Dès le premier tour, qui a eu lieu le 15 mars, Lavitola a recueilli 36,40% des suffrages, tandis que Cadet a suivi de près avec 36%. Anticipant une compétition âpre, Lavitola a mis en avant son programme axé sur la stabilité et une gouvernance à long terme, alors que Cadet, qui s'est constituté une liste avec anciens membres de l'équipe d'Antoine Audi, a dit venir "ni de droite, ni de gauche", mais "au service des Périgourdins".

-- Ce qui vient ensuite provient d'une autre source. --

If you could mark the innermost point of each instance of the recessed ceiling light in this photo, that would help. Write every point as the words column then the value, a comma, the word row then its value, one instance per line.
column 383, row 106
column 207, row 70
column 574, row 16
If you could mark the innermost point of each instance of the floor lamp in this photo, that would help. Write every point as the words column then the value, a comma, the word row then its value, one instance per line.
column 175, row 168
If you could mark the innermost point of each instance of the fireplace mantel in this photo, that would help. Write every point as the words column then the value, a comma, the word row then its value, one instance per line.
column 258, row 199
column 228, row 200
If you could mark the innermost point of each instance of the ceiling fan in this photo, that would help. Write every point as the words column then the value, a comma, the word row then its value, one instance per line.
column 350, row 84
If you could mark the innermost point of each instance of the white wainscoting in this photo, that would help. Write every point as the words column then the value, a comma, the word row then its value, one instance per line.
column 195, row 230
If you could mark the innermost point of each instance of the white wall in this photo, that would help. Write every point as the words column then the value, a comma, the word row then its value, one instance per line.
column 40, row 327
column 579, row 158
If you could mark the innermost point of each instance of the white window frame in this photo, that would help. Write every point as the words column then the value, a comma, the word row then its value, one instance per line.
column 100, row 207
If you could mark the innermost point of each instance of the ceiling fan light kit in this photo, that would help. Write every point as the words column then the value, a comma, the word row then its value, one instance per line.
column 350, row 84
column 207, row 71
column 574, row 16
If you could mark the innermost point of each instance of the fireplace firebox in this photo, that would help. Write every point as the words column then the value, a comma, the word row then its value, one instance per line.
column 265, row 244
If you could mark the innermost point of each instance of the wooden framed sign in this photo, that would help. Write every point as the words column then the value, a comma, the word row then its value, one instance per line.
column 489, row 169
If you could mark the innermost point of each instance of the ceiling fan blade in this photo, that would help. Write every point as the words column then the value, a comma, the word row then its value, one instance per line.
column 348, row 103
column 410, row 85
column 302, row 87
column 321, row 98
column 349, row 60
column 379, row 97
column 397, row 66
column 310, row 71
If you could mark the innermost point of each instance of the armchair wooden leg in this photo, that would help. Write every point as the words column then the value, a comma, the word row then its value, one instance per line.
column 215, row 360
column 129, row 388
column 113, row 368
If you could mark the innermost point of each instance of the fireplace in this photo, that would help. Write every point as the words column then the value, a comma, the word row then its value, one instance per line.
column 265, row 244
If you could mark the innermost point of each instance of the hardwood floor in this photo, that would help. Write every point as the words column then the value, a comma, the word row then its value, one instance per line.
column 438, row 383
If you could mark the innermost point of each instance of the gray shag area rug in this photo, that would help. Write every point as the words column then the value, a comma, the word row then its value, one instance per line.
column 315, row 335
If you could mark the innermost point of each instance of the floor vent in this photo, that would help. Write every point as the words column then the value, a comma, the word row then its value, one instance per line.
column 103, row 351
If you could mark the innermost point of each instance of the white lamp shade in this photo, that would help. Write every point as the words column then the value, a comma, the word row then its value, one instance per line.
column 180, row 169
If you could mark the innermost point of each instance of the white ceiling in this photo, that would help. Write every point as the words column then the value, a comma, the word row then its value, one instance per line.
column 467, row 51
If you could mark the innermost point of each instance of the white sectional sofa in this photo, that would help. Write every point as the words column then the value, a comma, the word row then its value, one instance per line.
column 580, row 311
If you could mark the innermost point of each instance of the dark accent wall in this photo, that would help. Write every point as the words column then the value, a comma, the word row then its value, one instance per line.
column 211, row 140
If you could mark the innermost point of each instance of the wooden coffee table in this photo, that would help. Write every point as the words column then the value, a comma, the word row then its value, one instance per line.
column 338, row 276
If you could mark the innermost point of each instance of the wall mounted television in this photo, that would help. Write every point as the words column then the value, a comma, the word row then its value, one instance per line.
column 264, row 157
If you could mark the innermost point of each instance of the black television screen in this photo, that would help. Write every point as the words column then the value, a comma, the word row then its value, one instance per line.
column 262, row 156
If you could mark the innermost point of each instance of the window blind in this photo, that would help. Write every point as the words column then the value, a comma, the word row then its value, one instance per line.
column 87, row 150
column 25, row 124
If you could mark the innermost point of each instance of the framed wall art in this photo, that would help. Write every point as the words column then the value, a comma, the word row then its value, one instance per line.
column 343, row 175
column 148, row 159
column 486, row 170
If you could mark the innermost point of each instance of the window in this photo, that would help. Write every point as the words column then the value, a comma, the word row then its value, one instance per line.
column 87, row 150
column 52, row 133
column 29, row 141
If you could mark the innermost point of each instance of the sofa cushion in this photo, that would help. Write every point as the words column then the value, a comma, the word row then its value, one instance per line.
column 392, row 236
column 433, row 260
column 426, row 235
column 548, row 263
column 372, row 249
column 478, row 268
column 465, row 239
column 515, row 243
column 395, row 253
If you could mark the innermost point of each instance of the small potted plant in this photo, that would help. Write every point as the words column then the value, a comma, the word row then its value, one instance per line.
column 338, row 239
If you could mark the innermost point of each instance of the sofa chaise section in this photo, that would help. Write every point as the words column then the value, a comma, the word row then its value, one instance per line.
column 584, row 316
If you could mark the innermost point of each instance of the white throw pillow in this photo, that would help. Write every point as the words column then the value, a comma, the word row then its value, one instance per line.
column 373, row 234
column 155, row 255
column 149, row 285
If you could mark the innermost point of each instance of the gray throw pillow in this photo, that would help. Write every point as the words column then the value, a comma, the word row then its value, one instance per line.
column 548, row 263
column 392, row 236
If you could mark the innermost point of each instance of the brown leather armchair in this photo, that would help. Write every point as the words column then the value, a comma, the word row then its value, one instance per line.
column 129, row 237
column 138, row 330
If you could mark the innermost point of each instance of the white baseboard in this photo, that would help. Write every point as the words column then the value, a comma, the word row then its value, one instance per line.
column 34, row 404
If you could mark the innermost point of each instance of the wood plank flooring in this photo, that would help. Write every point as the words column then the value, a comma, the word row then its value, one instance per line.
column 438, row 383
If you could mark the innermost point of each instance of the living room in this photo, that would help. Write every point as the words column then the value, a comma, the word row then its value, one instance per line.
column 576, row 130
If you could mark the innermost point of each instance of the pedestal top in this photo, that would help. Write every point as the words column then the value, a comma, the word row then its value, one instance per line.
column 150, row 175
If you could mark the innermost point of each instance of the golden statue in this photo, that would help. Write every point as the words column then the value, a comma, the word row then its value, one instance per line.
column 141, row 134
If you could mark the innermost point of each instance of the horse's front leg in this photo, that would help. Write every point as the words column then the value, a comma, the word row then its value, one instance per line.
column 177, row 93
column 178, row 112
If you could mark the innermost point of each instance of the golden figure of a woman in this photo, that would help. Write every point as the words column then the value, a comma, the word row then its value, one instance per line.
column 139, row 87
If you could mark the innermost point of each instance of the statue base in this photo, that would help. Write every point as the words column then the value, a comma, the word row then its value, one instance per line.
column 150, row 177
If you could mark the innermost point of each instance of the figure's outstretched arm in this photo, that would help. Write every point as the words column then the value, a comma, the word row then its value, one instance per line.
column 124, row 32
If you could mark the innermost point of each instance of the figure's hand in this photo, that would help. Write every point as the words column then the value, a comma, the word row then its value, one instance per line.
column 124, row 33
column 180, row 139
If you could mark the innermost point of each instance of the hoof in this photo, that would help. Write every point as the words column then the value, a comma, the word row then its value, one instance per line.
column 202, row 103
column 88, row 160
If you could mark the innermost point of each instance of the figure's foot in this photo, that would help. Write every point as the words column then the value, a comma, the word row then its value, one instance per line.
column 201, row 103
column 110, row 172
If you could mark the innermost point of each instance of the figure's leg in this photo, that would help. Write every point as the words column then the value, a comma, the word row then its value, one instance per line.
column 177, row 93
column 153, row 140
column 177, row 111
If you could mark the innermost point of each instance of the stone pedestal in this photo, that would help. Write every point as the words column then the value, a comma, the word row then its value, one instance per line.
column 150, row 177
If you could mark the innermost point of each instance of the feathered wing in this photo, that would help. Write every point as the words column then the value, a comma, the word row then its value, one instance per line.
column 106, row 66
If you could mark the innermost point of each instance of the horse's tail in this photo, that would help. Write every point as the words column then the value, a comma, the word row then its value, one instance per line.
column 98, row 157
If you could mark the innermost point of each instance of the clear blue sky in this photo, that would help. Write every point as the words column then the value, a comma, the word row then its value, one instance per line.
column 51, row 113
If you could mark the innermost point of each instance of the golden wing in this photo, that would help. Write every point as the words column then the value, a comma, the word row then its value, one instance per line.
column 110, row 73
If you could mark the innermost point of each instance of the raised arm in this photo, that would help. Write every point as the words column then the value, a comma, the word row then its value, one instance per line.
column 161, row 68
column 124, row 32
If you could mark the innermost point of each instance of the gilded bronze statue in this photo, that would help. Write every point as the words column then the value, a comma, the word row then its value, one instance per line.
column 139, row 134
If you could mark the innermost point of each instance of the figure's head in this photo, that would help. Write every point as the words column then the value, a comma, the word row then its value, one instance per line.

Antoine Audi, ancien maire de Périgueux de 2014 à 2020, a terminé troisième avec 16,30% des voix mais a choisi de se retirer pour soutenir Cadet. Cela pourrait donner un coup de pouce significatif à ce dernier, qui doit mobiliser un maximum d'électeurs.

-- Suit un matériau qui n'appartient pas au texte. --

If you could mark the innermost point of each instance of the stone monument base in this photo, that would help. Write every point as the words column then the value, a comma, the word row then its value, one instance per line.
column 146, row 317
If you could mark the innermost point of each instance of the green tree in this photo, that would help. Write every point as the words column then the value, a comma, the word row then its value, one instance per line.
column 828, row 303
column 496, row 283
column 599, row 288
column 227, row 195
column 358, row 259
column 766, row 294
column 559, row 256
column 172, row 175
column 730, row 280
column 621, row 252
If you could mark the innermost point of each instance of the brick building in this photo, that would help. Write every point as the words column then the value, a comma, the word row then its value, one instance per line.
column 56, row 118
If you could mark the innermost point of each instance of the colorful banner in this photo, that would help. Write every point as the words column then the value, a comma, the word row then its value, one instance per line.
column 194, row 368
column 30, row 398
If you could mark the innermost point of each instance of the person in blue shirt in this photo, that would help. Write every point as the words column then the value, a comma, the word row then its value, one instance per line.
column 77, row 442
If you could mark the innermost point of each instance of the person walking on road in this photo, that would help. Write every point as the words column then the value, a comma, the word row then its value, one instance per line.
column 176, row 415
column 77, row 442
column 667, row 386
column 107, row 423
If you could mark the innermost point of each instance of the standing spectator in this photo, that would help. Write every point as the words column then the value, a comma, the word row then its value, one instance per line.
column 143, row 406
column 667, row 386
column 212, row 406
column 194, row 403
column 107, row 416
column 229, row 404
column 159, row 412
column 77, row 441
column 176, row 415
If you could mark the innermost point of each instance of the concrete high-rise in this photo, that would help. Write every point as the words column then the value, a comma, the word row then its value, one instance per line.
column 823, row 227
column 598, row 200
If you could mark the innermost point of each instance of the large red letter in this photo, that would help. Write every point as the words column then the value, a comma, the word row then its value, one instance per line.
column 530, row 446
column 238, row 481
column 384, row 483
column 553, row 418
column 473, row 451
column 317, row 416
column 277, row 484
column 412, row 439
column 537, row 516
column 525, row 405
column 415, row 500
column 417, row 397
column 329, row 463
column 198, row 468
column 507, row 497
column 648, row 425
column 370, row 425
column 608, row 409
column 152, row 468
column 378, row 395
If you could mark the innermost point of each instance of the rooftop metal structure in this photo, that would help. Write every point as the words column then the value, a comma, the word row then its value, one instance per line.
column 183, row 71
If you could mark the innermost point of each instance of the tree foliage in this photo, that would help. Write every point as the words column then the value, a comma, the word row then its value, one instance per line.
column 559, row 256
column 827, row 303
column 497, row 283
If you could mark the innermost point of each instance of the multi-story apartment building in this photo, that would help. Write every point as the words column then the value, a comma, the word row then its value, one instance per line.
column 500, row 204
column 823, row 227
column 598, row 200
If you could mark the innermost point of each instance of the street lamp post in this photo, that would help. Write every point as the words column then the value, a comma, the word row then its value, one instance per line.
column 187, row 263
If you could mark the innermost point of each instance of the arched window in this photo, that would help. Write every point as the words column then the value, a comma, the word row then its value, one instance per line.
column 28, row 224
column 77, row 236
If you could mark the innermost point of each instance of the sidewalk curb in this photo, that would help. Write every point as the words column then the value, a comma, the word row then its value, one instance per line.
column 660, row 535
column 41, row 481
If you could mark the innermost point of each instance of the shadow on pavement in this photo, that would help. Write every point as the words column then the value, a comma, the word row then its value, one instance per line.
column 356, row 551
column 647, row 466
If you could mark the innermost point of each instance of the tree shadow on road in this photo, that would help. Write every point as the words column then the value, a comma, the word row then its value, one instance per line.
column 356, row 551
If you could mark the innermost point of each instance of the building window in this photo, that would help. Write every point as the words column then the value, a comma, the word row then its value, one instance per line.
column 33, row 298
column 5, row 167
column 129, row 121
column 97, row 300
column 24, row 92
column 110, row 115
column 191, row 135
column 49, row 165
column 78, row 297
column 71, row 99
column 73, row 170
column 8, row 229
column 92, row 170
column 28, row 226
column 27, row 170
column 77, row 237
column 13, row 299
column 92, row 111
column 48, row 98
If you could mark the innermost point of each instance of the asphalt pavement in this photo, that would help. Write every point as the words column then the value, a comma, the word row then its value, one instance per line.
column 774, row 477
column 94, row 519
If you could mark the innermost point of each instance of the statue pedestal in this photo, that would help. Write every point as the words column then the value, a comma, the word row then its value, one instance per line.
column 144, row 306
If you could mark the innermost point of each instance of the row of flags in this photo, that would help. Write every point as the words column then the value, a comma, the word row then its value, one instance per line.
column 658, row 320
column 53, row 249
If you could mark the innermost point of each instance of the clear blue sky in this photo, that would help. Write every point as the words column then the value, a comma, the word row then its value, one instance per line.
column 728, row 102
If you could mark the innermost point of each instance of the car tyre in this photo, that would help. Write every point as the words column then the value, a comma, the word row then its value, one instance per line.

Un défi de taille pour Lavitola, qui doit convaincre les abstentionnistes. Près de 8.000 électeurs n’ont pas voté lors du premier tour, entraînant un taux d'abstention de 43,81%. Les électeurs sont en effet le facteur clé pour déterminer l'issue de cette bataille électorale.
Dans un contexte où la mobilisation et les alliances joueront un rôle essentiel, chaque voix comptera. Lavitola a également rejeté l'idée d'une "fusion technique" avec la liste de la France insoumise, ce qui témoigne de sa volonté de maintenir une ligne claire. En parallèle, Cadet, porté par son programme centré sur les questions de sécurité, éducation, et gestion des déchets, est bien décidé à gagner la confiance d'un électorat attaché à des valeurs de proximité.
Les électeurs de Périgueux se dirigent donc vers un second tour qui promet d'être aussi serré qu'intrigant, avec chacun des candidats déterminé à tirer son épingle du jeu.